Perinatal trauma.

Perinatal traumatic events, such as obstetric complications (OCs), can cause brain damage in the newborn and may also contribute to the etiology of neurodevelopmental disorders. In particular, perinatal trauma is proposed to contribute to the etiology of cerebral palsy (Nelson and Ellenberg) and mental retardation (Broman).

Associations between the number and/or severity of obstetric complications and the risk of schizophrenia in the offspring have been reported in many studies (McNeil and Kaij; Lewis and Murray); several indicators of prenatal or perinatal insults, including decreased head circumference, low birth weight or respiratory difficulty, appear to occur more frequently in infants who developed schizophrenia in adulthood compared to controls (McNeil and Kaij). These studies, however, relied upon retrospective data, which are subject to inaccurate reporting of events and recall bias. Indeed, the only study of OCs and schizophrenia in which obstetric histories were prospectively collected did not replicate the association between OCs and schizophrenia (Done and others).

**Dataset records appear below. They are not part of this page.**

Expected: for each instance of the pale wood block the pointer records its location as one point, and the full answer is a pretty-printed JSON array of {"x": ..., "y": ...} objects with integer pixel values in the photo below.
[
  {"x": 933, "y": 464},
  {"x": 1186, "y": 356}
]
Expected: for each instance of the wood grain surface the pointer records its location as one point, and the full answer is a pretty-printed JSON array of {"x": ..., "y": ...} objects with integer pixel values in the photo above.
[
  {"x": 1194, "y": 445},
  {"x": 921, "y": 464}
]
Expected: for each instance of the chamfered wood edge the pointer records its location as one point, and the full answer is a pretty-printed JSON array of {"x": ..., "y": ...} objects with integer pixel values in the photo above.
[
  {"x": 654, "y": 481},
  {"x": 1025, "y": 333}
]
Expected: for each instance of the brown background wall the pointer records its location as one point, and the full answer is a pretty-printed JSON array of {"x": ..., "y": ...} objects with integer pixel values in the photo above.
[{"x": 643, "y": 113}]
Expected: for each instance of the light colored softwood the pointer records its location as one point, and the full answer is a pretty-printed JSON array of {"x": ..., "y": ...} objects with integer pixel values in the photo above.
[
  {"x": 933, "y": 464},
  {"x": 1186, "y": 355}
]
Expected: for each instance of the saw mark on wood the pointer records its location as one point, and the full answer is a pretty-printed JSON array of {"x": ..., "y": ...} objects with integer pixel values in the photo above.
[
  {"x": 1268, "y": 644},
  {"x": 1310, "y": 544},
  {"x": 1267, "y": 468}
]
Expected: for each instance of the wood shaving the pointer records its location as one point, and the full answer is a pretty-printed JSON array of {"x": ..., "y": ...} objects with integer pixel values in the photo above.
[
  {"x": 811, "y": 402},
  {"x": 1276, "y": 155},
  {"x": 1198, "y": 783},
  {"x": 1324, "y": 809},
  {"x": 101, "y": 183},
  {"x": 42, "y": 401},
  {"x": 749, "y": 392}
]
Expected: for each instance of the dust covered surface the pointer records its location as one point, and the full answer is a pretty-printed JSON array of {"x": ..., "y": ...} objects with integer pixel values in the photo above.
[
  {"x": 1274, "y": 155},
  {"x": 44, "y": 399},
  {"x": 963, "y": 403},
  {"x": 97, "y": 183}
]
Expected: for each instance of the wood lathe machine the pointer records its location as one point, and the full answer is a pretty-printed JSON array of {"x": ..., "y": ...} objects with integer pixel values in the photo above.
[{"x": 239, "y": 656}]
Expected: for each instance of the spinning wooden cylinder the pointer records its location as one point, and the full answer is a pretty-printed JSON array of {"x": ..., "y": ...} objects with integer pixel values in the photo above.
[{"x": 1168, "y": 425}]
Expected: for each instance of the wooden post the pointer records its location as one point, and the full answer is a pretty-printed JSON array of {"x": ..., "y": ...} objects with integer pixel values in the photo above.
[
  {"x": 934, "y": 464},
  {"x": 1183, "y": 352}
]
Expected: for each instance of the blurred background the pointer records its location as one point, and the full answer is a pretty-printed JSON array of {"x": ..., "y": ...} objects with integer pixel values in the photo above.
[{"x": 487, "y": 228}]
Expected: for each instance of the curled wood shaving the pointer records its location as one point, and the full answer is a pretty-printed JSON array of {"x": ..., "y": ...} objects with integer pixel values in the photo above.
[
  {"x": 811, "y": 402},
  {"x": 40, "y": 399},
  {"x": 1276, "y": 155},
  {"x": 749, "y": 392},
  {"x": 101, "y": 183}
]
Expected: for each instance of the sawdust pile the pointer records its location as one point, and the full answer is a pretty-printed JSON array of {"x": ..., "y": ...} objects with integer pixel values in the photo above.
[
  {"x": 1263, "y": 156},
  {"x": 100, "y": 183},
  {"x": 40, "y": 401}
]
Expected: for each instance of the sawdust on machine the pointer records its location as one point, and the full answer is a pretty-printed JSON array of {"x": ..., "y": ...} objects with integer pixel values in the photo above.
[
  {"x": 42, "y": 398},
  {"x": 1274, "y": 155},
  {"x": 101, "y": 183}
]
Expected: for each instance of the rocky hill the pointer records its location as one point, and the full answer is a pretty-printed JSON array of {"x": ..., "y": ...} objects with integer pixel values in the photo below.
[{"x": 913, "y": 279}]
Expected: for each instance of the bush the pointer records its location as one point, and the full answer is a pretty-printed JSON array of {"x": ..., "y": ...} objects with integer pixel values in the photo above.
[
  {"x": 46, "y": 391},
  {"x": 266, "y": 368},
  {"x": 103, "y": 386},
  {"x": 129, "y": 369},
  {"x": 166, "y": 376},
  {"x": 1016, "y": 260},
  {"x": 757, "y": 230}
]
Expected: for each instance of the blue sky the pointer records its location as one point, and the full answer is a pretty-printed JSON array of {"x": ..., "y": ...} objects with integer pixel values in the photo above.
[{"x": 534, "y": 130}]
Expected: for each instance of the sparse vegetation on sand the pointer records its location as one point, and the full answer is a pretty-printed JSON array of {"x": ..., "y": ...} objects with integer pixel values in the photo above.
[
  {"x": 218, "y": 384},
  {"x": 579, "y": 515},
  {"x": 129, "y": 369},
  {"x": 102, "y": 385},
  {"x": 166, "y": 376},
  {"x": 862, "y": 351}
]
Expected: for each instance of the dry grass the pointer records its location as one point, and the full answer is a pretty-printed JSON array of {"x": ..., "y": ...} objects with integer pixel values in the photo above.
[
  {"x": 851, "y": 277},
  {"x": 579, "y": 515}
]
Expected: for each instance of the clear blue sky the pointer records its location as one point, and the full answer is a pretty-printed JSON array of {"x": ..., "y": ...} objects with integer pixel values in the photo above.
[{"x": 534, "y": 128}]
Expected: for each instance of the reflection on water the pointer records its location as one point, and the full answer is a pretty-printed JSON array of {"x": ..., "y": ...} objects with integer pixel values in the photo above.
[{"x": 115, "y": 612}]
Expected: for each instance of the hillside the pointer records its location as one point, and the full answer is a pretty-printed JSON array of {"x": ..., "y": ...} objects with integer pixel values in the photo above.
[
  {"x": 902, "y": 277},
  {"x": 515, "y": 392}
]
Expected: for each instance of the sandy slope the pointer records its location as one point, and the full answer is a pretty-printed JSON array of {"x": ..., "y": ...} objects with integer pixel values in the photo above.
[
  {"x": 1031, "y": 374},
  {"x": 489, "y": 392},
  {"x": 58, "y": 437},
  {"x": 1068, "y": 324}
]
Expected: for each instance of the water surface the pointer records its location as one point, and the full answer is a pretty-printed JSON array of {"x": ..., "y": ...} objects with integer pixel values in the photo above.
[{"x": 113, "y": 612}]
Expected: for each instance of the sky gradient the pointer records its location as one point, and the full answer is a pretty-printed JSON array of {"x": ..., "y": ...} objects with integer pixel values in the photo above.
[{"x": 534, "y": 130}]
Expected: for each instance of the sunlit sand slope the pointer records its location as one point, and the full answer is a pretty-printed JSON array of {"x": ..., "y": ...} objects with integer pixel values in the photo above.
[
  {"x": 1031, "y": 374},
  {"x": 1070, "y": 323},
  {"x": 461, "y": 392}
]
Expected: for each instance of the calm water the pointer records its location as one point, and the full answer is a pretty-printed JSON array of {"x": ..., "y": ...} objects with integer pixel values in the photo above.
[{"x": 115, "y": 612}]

It is clear that much research work remains as we attempt to further elucidate the role of prenatal risk factors in schizophrenia. Our group has embarked upon a series of exciting collaborative birth cohort studies aimed at uncovering these neurodevelop-mental etiologies using novel approaches and strategies. These investigations are designed to address the limitations of prior studies, which include crude prenatal exposure data, inadequate control of bias due to loss to follow-up, and inadequate statistical power. As an illustration, we shall briefly describe the most advanced of these studies, the Prenatal Determinants of Schizophrenia (PDS) study.

The PDS study is based on the California Child Health and Development Study (CHDS), which included almost 20,000 live births from 1959 to 1966 in Oakland, Calif. The primary goal of the PDS is to examine relationships between specific prenatal exposures and the later development of schizophrenia in cohort members. A unique feature of this study is the availability of serum samples drawn during the pregnancies of the mothers of cohort members. The analysis of these serum samples will provide us with an opportunity to precisely quantify the nature and degree of a variety of putative prenatal exposures, and relate them to the occurrence of schizophrenia in the offspring. For example, Hollister and others (in press) have reported an association between Rh incompatibility and schizophrenia; we will attempt to replicate this finding in the PDS cohort.

We plan to utilize precise data on prenatal exposures from the PDS study in conjunction with family history and other genetic data from PDS families. Gene-environment studies that we plan to initiate include a suspected interaction between prenatal folate intake and a genetic abnormality of folate metabolism in the pathogenesis of schizophrenia.

For many years, researchers have proposed that schizophrenia might have neurodevelopmental etiologies, and hypothesized that several prenatal environmental factors could be potential causal agents. However, we have only recently witnessed the emergence of epidemiologic evidence implicating specific prenatal risk factors in schizophrenia. We are now on the threshold of the next phase of research in this field, in which sophisticated new designs will yield increasingly precise data on the gestational environmental exposures, opening new vistas for epidemiologic research on the causes of schizophrenia.